The Saver’s Credit: Are you eligible?

Savers Credit

The Saver’s Credit is a tax incentive designed to encourage individuals to contribute to their retirement savings, whether through an Individual Retirement Account (IRA) or an employer-sponsored retirement plan. It’s important to note that this credit is nonrefundable, meaning it can reduce your tax liability but will not result in a refund.

Who Is Eligible for the Saver’s Credit?

You may qualify for the Saver’s Credit if you meet the following criteria:

  • Age: You must be 18 years or older.
  • Dependency Status: You cannot be claimed as a dependent on someone else’s tax return.
  • Student Status: You should not be a student.

Additionally, if you are a beneficiary of an Achieving a Better Life Experience (ABLE) account, you may also be eligible for the credit based on your contributions.

What is the Saver's credit amount?

The maximum Saver’s Credit amount is currently $1,000 for individuals and $2,000 for those married filing jointly. Your actual credit depends on your adjusted gross income (AGI) and filing status, with potential credit rates of 50%, 20%, or 10% of your contributions.

Adjusted Gross Income (AGI) is your total income minus specific deductions, such as educator expenses, student loan interest, or retirement account contributions.

Example:

For married couples filing jointly, if your combined AGI for 2024 is up to $46,000 and each spouse contributes at least $2,000 to their retirement plans, you could claim a credit of up to $1,000 for each spouse.

IMPORTANT: Rollover contributions from existing accounts do not qualify for this credit.

Adjusted gross income thresholds

  • Single tax filers: maximum AGI of $36,500
  • Head of household: maximum AGI of $54,750
  • Married filing jointly: maximum AGI of $73,000
Saver's Credit

Considerations for your IRA Contributions

While Roth IRA contributions are not tax-deductible, the Saver’s Credit can help offset these contributions.

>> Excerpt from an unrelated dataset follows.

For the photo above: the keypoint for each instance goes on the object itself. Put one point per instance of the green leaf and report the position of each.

In contrast, traditional IRA contributions are tax-deductible, which lowers your AGI. Reducing your AGI can potentially increase the Saver’s Credit you receive if your income falls within the eligible range.

What if only one spouse has income?

Married couples can benefit from spousal IRAs, allowing the working spouse to contribute on behalf of the non-working spouse, potentially qualifying both for the Saver’s Credit.

Eligibility Requirements:

  • Both spouses must be legally married.
  • Each spouse must maintain their own IRA account (no joint accounts).
  • You must file as married filing jointly.

Contribution Limits: Spouses can contribute a total of $12,000 ($6,000 for each IRA). This limit increases to $14,000 ($7,000 for each IRA) if either spouse is age 50 or older. Furthermore, if neither spouse has a retirement plan at work, traditional spousal IRA contributions are fully deductible.

 

References
 
“Saver’s Credit Can Help Low- and Moderate-Income Taxpayers to Save More in 2024.” Internal Revenue Service, www.irs.gov/newsroom/savers-credit-can-help-low-and-moderate-income-taxpayers-to-save-more-in-2024.